De acordo com a Junta Comercial do Ceará (Jucec), há 29.827 MEIs ativos em atividades relacionadas à entrega de mercadorias no Estado.
No TikTok, uma aparente infinidade de vídeos abordam conteúdos sobre “como ser um motorista parceiro” de marketplaces. Nas publicações, usuários compartilham desde rotina, dificuldades, dicas, tira-dúvidas e "causos" curiosos da profissão que é uma das novas formas de trabalho contemporâneo.
A reportagem buscou Mercado Livre, Shopee e Amazon para informações sobre quantidade de motoristas parceiros cadastrados e informações sobre como funciona o esquema de entregas. Shopee e Mercado Livre não participaram da matéria.
Serviço de entrega da Amazon
Mais de 140 motoristas parceiros no Ceará fazem parte do Delivery Service Partners, programa de Última Milha (ou Last Mile) da Amazon "que visa capacitar empreendedores que desejam participar dos serviços de entrega da Amazon para aumentar sua renda por meio de uma solução de negócios onde possam gerenciar seu serviço de entregas para atuar com pacotes da Amazon", segundo a empresa.

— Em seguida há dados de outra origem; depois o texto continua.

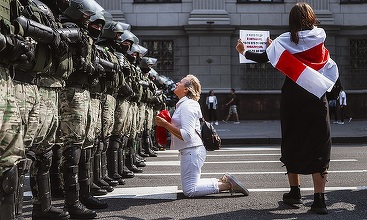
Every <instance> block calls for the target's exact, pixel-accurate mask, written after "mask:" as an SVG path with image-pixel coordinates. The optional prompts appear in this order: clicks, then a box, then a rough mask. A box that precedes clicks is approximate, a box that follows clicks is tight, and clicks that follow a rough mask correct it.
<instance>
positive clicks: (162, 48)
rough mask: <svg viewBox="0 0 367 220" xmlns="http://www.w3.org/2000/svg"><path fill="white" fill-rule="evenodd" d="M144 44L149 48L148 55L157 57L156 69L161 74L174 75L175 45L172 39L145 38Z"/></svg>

"A Logística da Amazon opera por meio de uma rede interconectada de pessoas, centros logísticos e tecnologias avançadas, fortalecida por provedores de serviços de entrega de última milha. Essa infraestrutura visa oferecer um serviço mais rápido e confiável, aprimorando a experiência geral do cliente. Colaboramos com mais de 100 provedores de Última Milha no Brasil que fazem entregas todos os dias usando diferentes meios de transportes para atender todas as partes do país", diz a Amazon.
Ainda de acordo com o grupo, desde abril de 2023, quando o programa de parceria no serviço de entrega foi lançado no Ceará, "o número de motoristas cresce de forma contínua" no Estado. "O programa foi criado com o objetivo de expandir a rede de transporte da Amazon e capacitar empreendedores locais, promovendo o crescimento de negócios regionais e fortalecendo a conexão com as comunidades".

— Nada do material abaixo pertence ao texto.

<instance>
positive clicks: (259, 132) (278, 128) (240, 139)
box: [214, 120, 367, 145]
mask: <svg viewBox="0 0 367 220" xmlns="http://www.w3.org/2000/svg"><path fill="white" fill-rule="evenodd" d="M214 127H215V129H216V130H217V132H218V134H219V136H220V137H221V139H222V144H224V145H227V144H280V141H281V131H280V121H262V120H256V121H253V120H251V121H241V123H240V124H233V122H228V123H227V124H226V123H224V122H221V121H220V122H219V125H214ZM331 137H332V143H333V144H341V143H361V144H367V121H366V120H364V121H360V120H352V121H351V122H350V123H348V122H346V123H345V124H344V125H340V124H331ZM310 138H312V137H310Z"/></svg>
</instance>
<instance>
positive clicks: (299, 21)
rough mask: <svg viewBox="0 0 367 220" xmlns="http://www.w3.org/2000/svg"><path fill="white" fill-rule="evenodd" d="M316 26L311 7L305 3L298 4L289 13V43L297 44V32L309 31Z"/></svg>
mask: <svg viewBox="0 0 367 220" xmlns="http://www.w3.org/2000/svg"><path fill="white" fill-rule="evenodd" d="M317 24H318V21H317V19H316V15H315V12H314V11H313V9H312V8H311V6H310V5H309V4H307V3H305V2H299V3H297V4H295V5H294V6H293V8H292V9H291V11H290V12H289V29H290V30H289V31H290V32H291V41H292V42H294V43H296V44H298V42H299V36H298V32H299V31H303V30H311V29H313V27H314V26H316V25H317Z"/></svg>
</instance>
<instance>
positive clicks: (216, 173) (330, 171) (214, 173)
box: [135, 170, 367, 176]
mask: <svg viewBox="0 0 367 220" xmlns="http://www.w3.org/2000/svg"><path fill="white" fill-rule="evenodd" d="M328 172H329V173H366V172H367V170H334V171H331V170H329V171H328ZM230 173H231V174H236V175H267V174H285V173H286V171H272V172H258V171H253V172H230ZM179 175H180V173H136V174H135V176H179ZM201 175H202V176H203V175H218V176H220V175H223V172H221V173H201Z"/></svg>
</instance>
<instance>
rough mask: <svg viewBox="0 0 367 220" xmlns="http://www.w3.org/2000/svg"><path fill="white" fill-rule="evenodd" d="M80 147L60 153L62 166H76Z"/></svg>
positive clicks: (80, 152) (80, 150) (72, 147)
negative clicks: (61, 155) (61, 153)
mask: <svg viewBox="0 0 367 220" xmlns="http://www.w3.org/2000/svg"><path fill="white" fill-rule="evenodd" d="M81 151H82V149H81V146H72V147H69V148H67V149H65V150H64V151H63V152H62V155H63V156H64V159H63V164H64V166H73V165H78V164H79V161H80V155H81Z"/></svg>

A empresa destacou ainda que "é comprometida em garantir que todos os funcionários e parceiros recebam o mesmo tratamento e oportunidades de crescimento profissional para que possam atingir seu potencial máximo". "Atendemos todos os bairros de Fortaleza e a região metropolitana, incluindo cidades como Aquiraz, Eusébio, Horizonte, Pacajus, Itaitinga, Maracanaú, Maranguape e Caucaia. Além disso, contamos com uma segunda unidade operacional destinada ao atendimento de áreas do interior do Estado", finaliza a Amazon.
Jornada longa e grande volume de entregas
Se para Alexsandro a atividade possibilita fazer o próprio horário, para o motorista parceiro Gilvan Viana a situação não é bem essa. Também no ramo há pouco menos de um ano, ele trabalha com entregas para outro marketplace, mas revela que só sabe o horário de início da rota no dia anterior. Na data em que cedeu entrevista para essa reportagem, a jornada havia iniciado por volta das 10h.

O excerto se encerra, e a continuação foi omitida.